The only official response from Envato was “we’ll consider this in the future” by Stephen. Quite frankly, i don’t why we’re forced to use TGMPA.
StephenCronin saidI’m not suggesting authors who are using TGMPA class to immediately switch to a different solution but, after the add_query_args sh**storm is gone, they should be free to
We’re a little stretched right now (responding to the add_query_arg vulnerability issue), so we need to ask people to stick with their current solutions for the moment – but it’s something we can consider in future
For instance, we are in the process of releasing a new theme (not before may) and would like to use the proposed solution.
As the TGMPA author said himself, most hooks were not available when the the project started in 2011 but they are now and since WordPress already includes plugins/themes install/update features, why not just taking advantage of them ?
A solution which reduces custom code while allowing buyers to use the same wp native interface they’re used to for wp.org plugins at the same time should be favoured by Envato rather than forbidden.
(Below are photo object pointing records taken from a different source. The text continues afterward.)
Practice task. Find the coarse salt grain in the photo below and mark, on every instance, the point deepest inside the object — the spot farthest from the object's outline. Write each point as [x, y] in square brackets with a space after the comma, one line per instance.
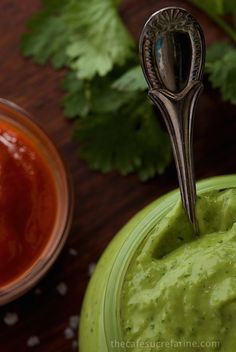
[74, 321]
[33, 341]
[38, 291]
[74, 345]
[10, 319]
[69, 333]
[91, 268]
[73, 252]
[62, 288]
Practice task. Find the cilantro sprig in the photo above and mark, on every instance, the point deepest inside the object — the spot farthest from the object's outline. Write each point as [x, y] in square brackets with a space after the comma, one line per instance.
[105, 89]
edit: for those who asked, i included the js code in the github repo.
A while ago there was a discussion here about theme bundled plugins, i kinda felt like using your class would be the only permitted way to handle them but couldn’t get an official answer.
To hook into the wp upgrade system is an alternate approach (much simpler imho) and author on TF should be allowed to take advantage of it. That’s the only reason of this thread.